Initially, he admits to not meticulously tracking calorie or protein intake, adopting a more intuitive approach to eating. Despite this, he gained approximately 8 kg within the first year, though he remains uncertain whether the gains where primarily muscle mass. More recently,he has been diligently counting calories and monitoring his protein consumption. He also supplements his diet with creatine, Omega 3, a multivitamin, and vitamin D. His training remains centered on the upper body, with a particular emphasis on increasing arm size. He currently omits leg exercises,reasoning,”If there are no visible progress on the poor,I don’t see any sense in starting with my legs.”

Current Training Regimen

His current workout split is structured as follows:

  • biceps/back day (twice per week):
    • Rowing 3 sets, 3 sentences Latzug
    • 2 sets of hammer curls, 3 sets of Preacher Curls
    • 1 set of normal curls, 1-2 sets forearms
  • Triceps/chest/shoulder day (twice per week):
    • 3 sets of butterfly, 3 sentences bench press
    • 3 sets of front shoulder, 3 sets of medium shoulder
    • 4 sets of triceps overhead cables, 2 sets triceps pushdowns

He aims for muscle failure in each exercise, except for the initial warm-up set. His weekly schedule typically includes biceps/back workouts on Mondays and Fridays, triceps/chest workouts on Wednesdays and Sundays, with rest days in between.

“I slowly lose motivation because after two years in the gym I still look like a beginner.”

Seeking Expert Advice

His primary question is: “What can I optimize about my training or nutrition so that I can finally make visible progress? I slowly lose motivation because after two years in the gym I still look like a beginner.”

Understanding Training Plateaus: An Explainer

Frequently asked Questions

How much protein do I need to build muscle?

Aim for at least 0.8 grams of protein per pound of body weight daily.
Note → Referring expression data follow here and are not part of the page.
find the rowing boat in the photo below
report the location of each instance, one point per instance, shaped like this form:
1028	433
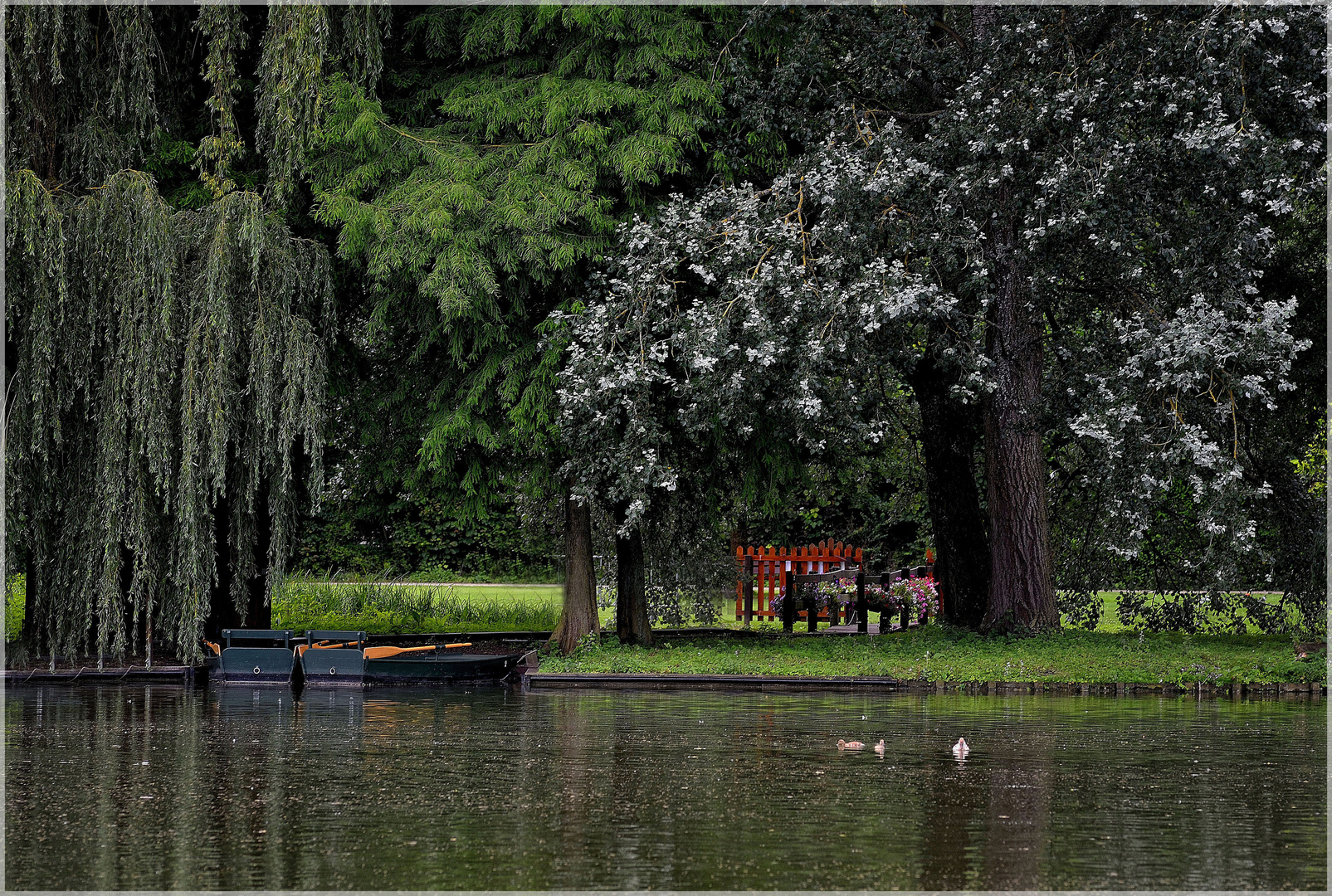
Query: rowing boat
330	656
421	667
246	663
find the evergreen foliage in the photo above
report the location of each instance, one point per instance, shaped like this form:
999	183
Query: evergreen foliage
490	169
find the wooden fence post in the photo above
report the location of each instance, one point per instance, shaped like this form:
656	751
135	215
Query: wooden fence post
788	602
862	606
749	587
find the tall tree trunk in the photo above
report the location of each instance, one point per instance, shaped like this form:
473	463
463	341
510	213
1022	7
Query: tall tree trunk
1022	596
630	586
259	609
579	612
950	431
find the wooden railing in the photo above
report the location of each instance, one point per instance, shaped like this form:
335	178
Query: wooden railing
761	572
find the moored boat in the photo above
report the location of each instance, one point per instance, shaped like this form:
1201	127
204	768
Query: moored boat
330	656
248	662
433	665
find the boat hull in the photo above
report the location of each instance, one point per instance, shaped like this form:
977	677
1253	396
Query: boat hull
256	666
334	667
431	670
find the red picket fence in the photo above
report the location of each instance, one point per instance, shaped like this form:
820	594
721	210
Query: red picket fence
768	567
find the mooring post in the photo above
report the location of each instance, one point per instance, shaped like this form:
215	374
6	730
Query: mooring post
788	599
862	606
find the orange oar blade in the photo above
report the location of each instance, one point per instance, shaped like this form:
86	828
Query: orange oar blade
380	653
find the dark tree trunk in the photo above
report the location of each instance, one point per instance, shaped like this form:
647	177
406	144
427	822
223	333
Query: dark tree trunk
630	586
579	612
950	433
222	607
1022	596
259	610
31	638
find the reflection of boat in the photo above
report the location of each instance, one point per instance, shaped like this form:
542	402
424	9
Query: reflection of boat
332	656
266	663
417	667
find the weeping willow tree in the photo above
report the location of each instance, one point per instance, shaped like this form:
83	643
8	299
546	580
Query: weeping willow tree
167	367
169	392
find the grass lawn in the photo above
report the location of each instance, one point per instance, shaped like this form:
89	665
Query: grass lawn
1110	654
388	607
935	654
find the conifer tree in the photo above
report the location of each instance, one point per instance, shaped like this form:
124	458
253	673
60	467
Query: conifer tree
476	191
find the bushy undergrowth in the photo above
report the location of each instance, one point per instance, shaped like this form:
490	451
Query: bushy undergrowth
384	607
671	607
940	653
1215	612
13	594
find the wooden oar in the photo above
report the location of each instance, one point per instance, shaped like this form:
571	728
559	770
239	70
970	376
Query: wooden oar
380	653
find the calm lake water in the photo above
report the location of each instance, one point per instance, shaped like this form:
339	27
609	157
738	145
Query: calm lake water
488	788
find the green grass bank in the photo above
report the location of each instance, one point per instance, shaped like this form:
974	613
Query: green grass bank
940	654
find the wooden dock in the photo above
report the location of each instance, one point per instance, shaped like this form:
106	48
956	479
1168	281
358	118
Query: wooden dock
92	675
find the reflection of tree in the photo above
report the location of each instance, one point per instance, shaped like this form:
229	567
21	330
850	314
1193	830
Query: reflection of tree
986	821
954	799
1018	815
578	726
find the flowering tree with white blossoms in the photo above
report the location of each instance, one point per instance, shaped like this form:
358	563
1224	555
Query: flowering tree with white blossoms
1061	217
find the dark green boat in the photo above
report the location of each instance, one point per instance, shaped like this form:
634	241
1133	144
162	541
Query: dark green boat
330	656
261	656
437	667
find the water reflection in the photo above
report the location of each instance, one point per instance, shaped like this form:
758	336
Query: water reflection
488	788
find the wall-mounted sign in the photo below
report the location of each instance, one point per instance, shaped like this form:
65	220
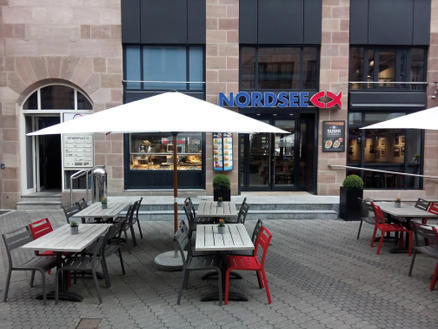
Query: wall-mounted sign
333	136
322	99
78	150
222	151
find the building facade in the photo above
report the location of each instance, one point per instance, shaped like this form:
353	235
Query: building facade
320	69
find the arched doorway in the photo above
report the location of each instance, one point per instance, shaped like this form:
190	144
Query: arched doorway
43	166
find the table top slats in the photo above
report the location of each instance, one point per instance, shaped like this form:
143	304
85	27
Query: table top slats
211	209
95	210
234	238
61	240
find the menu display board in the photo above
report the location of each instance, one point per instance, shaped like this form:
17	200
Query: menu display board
333	136
222	151
78	150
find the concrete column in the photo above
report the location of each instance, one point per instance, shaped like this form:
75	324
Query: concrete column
222	70
333	77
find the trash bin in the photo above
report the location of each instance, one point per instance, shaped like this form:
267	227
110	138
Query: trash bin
98	184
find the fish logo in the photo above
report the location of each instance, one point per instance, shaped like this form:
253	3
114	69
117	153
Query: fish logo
327	95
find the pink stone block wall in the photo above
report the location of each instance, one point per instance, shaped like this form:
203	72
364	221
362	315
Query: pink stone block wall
73	42
333	77
222	70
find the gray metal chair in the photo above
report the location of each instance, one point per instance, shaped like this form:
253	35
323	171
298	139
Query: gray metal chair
194	263
365	215
84	263
16	239
426	242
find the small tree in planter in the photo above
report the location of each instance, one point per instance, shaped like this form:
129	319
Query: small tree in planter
351	195
221	187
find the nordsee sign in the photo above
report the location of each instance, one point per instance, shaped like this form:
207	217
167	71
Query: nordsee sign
281	99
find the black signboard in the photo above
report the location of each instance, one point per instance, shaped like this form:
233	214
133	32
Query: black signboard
333	136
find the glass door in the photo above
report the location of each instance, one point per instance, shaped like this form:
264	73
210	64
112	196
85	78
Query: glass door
283	155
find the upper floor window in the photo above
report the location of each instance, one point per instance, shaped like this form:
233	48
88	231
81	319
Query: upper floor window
57	97
164	68
279	68
393	68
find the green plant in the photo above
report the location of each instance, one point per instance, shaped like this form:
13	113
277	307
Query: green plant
221	181
353	181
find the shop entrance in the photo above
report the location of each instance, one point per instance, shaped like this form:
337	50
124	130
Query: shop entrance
43	156
279	162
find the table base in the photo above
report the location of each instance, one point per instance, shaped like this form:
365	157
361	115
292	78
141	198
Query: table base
235	296
65	295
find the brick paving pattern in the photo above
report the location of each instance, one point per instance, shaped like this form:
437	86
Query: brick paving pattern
319	275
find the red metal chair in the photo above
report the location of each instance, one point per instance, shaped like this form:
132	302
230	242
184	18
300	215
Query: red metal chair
433	208
386	227
251	263
38	229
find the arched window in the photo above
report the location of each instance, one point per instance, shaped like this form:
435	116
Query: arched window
57	97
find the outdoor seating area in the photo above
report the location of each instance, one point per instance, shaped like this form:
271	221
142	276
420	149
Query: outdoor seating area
319	276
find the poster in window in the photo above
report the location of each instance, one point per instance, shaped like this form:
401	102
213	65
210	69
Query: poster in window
222	151
333	138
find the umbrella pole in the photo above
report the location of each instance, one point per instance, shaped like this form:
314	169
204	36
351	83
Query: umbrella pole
175	185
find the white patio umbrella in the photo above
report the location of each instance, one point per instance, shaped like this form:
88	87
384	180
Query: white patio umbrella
426	119
170	112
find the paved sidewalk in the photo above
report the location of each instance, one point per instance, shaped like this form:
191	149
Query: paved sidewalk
319	275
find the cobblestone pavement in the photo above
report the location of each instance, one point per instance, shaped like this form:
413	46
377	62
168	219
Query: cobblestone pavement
319	275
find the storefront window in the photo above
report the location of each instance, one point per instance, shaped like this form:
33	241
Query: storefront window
164	68
384	149
279	68
155	152
387	68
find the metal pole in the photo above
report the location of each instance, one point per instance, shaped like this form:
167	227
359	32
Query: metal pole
175	185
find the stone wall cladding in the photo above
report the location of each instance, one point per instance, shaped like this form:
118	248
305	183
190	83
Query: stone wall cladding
222	69
333	77
74	42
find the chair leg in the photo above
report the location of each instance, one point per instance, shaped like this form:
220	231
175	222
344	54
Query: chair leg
374	236
227	284
8	281
360	227
32	278
266	286
412	262
380	243
96	283
58	274
435	274
134	241
139	228
178	301
105	272
43	281
121	262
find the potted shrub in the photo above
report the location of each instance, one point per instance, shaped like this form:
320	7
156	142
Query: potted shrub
221	226
74	228
351	194
221	187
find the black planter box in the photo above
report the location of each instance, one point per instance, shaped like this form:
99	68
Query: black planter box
224	193
350	203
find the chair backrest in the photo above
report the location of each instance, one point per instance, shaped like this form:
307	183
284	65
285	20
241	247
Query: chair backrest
422	204
182	242
380	218
433	208
15	239
40	227
263	240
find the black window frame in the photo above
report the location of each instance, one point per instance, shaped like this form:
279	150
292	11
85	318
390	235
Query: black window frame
399	51
155	90
383	166
301	75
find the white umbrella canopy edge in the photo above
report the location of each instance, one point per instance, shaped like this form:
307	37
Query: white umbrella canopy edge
425	119
167	112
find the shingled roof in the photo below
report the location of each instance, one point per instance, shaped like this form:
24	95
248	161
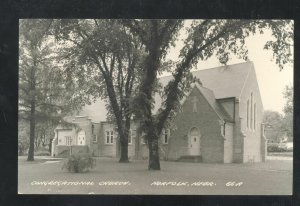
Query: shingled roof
225	81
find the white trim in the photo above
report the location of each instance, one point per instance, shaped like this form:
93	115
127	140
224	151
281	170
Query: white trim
110	136
246	80
95	141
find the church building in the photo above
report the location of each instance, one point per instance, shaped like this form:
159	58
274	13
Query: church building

Good sources include lean meats, poultry, fish, eggs, dairy, and plant-based options like beans and lentils.

What is progressive overload?

Progressive overload involves gradually increasing the weight, reps, or sets you perform over time to continually challenge your muscles and stimulate growth.

How critically important is rest for muscle growth?

Muscles grow during rest,not during workouts. Aim for 7-9 hours of sleep per night and allow adequate recovery time between workouts. Overtraining can hinder progress and increase the risk of injury.


About Amelia roberts

Amelia Roberts is a certified personal trainer and nutrition coach with over 10 years of experience helping clients achieve their fitness goals.She specializes in strength training, weight loss, and overall wellness.